(Shhh. Its all in the incentives.)
Nassim,
(edited for clarity)
I’ll fortify your thought experiment a bit. To the best of my knowledge the general argument that reflects the evidence is this:
1) The slower the rotation of elites, the more consistent the policies, the least ‘virtue signaling expenditure’, the least waste, and the least fragility. Consistent policy allows long-term low-cost investment in commons. Preserves knowledge in the administrators.
2) The longer term the incentives the more capital will be accumulated in all its forms. So, Monarchies have the best intertemporal incentives, houses of ‘lords’ so to speak the next best, Westminster/German model parliaments the next, and democratically elected representatives in the American model the worst incentives. Germans seem to produce consistent policies, yet can still be removed from office.
3) Minorities face higher consequences if deposed from power than members of a majority, and they are easier to depose, so they have both incentive to rule well (reduce cost of defense), and to maintain rule(preserve their investments). (The HAN, RUSSIANS/Muscovites), and the TEUTONS/Germanics understood this. The Europeans no longer do. They lost this sentiment in the world wars. Aside from Jefferson’s attempt to codify natural law in an extant document and order, America has been a very bad influence on the world since its revolution.)

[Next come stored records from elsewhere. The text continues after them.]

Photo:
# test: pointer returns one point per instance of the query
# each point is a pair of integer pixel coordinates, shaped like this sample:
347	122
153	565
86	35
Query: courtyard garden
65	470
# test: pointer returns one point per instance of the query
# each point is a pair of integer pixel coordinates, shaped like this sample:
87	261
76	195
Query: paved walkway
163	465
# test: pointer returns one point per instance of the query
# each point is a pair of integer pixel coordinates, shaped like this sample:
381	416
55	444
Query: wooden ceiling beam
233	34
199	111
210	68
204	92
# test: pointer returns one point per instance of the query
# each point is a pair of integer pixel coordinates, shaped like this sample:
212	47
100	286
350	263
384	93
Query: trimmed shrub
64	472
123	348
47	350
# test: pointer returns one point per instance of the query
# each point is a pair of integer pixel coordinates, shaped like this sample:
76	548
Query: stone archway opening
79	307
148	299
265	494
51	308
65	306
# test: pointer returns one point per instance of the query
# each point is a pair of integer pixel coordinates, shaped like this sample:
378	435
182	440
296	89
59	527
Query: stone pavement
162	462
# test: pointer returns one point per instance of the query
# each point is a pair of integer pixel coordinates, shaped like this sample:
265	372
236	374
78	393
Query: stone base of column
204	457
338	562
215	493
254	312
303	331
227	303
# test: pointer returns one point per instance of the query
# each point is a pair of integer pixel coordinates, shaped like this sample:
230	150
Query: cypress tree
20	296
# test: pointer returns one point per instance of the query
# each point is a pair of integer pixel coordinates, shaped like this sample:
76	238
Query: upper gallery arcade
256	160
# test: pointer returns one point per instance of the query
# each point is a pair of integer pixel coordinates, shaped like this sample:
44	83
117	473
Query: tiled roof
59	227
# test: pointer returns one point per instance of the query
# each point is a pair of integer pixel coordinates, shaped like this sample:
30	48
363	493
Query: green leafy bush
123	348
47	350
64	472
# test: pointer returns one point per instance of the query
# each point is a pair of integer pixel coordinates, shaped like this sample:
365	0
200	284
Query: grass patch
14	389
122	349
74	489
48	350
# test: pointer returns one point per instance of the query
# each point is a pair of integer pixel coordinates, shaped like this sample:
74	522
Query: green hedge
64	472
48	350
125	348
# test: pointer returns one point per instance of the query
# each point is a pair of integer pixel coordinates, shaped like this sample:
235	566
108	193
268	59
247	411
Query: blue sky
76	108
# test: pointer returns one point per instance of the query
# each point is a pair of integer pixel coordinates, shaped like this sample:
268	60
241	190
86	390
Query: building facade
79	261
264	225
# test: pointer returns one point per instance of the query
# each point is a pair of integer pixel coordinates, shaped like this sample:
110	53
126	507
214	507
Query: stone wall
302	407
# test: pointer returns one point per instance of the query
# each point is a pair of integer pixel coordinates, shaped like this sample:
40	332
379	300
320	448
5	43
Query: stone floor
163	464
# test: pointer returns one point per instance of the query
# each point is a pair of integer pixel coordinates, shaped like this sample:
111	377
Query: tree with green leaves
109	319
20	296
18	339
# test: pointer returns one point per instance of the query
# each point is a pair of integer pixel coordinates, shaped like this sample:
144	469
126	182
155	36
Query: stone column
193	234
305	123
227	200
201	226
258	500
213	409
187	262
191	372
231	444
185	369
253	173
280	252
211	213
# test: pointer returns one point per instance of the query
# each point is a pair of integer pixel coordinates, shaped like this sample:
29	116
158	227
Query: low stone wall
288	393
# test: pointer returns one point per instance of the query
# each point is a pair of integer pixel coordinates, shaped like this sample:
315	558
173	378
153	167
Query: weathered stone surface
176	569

4) The more thorough the rule of law, the higher the trust, the faster the economic velocity. So, Rule of law (common, judge-discovered, natural law) is more important in producing good policy than the form of government if the aristocracy (martial class) is large enough. If a professional bureaucracy can form prior to the expansion of the franchise, then Continental Law can function as well as Common Law with a smaller aristocracy (martial class).
5) So, most civilizations fail to defeat i) Malthus, ii) Rent Seekers(corruption), iii) Familism(corruption) for any one of these reasons: (a) inability to form a military/martial/nobility class capable of enforcing rule of law and profiting from its enforcement (Nobility). (b) inability to concentrate wealth without ever-expanding corruption (Homogeneity), (c) inability to direct proceeds to the production of commons(universalism), (d) inability to create a class capable of sustained policy development (minority control)
So it’s not so much that it’s minority rule, but that it’s CONSISTENT rule, with intertemporal incentives, while still able to ‘throw the bums out’, with rule of law limiting their actions, and suppressing corruption. And minority rule tends to be more consistent. (And monarchies were more tolerant.)
Net: incentives of representative governments constantly trying to hold to their positions produce the worst policy because they have the worst of all incentives: urgency and unaccountability.
Reversal: If you are in a heterogeneous, tribal, familial, civilization, lacking a militia (universal military), and a large enough middle class to demand and require rule of law, and if you have its opposite (universal theocracy), and if you do not have harsh winters to reduce the size of the underclasses without invoking moral hazard, you will have a very difficult time creating prosperity compared to a homogenous, outbred, militial civilization, with harsh winters, and putative rule of law. Nobility makes an administrative class, makes a middle class makes a working class, makes an over-reproductive underclass, and rents expand by all classes until the civilization is fragile or stagnant and cannot respond to shocks or competitors.